A Nontraditional Student Story
Coming from a family of only one income, I chose to go to a community college before enrolling in a university making me a nontraditional student. After receiving my associates in applied science with a focus in biology, I enrolled in the School of Natural Resources at the University of Nebraska- Lincoln (UNL). I continue to be thankful to study a topic I both love and feel passionate about.
My experience at UNL has enabled me to receive excellent experience in various environmental topics through my classes and extracurricular activities. One of the most rewarding ways I have been able to connect with incoming students is as a School of Natural Resources Student Ambassador. In this role, I am able to talk with prospective natural resource high schoolers and their families along with working alongside peers, staff, faculty, and alumni. There is no greater joy than talking to parents who are unsure about their children dedicating their life to natural resources, and providing them insight to prospective careers including my own passion for my career choice. Positively representing the School of Natural Resources and the University of Nebraska- Lincoln has been exceptional experience.
I am a member of the Soil and Water Conservation Society. Through my membership I conducted multiple water chemistry tests with the Nebraska Watershed Network checking for turbidity, nitrate, sulfate and atrazine levels in various bodies of water in Nebraska. I am also a member of the Nebraska Woman’s Leadership Network, empowering woman to be leaders beyond their community and into the world. Additional clubs I’m actively involved in through the university include; Go Green UNL, Horticulture club, Environmental Leaders Program, Sustain UNL, and the Soil and Water Resources Club.

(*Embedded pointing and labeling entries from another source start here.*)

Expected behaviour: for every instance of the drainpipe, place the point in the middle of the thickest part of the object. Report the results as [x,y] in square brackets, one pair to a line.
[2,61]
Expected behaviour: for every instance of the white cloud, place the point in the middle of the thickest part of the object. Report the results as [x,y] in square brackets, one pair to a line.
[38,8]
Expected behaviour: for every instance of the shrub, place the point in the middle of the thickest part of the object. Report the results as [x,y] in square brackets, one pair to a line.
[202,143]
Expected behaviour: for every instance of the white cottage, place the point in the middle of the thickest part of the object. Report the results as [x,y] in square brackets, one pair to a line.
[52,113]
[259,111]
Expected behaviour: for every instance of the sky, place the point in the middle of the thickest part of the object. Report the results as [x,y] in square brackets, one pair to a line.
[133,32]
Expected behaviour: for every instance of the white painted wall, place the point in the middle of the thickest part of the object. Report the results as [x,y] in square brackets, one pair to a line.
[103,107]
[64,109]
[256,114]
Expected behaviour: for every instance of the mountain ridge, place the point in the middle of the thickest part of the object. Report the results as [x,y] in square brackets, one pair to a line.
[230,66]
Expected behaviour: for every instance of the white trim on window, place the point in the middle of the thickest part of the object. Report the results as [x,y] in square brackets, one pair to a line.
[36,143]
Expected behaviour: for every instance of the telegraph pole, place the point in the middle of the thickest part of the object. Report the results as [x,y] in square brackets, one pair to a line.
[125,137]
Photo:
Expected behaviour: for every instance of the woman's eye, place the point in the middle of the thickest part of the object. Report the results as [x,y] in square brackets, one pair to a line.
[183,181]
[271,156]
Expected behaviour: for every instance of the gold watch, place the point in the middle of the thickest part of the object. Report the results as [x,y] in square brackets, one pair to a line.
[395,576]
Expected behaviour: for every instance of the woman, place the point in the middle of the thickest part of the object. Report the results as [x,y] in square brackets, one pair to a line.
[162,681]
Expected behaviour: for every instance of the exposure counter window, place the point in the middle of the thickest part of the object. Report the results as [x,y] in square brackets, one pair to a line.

In addition to my enrollment with school clubs, I have also volunteered for multiple years with Legal Aid Nebraska promoting floodplain awareness in local communities in Nebraska and the Nebraska Science Fest promoting scientific learning for young children.
Along with my various leadership and volunteer experiences, I have worked in multiple research programs. While being a full-time student I am employed in one of the most rewarding jobs on campus. I work at the Beadle Center Greenhouse taking care of research plant species. I work closely with my colleagues’ hand making specialized soil for the needs of graduate researchers. I oversee upshifting, harvesting and ensure the plant species grow to their optimized potential. During this experience, I have worked alongside various graduate students in diverse fields, allowing me to appreciate hard work, dedication, and lifelong learning.
I was also employed through the Agricultural Research Division here at UNL to conduct electrical conductivity surveys with sediments along stream banks along with water analyses in the water chemistry lab to assess the water chemical properties. I often worked strenuous hours in various weather conditions and was always optimistic and persistent. Additionally, I was funded through the School of Biological Sciences to conduct research on comparing microbe biomes in Nebraska native grassland plants and their interactions with the air quality. This allowed me to learn the importance of being attentive to details. In this experiment, we had high school volunteers working with us allowing me to teach about our findings, which further developed my communication skills. Lastly, I am currently being funded with UCARE, a competitive undergraduate research program supported by UNL, to compare different wetlands plant species and their abilities to remove nitrogen and phosphorus from lake waters in floating treatment wetland systems. This experience has required that I expand my analytical thinking and data analysis in Microsoft Excel. Results from this project are expected to pave the way for a new inventive process of lake water quality treatment using in natural designs.
Each of these research projects has expanded my desire to learn more about the potential restoration and ecological systems could have in our ever-changing world. Therefore, I desire to prolong my schooling to receive a masters and doctoral degree. Every faculty member and graduate student I have worked with has been supportive and resourceful to my learning process. Many of them, I consider more than just a teacher or administrator, but true mentors. I hope for the opportunity to empower future students in the same way as these mentors have empowered me.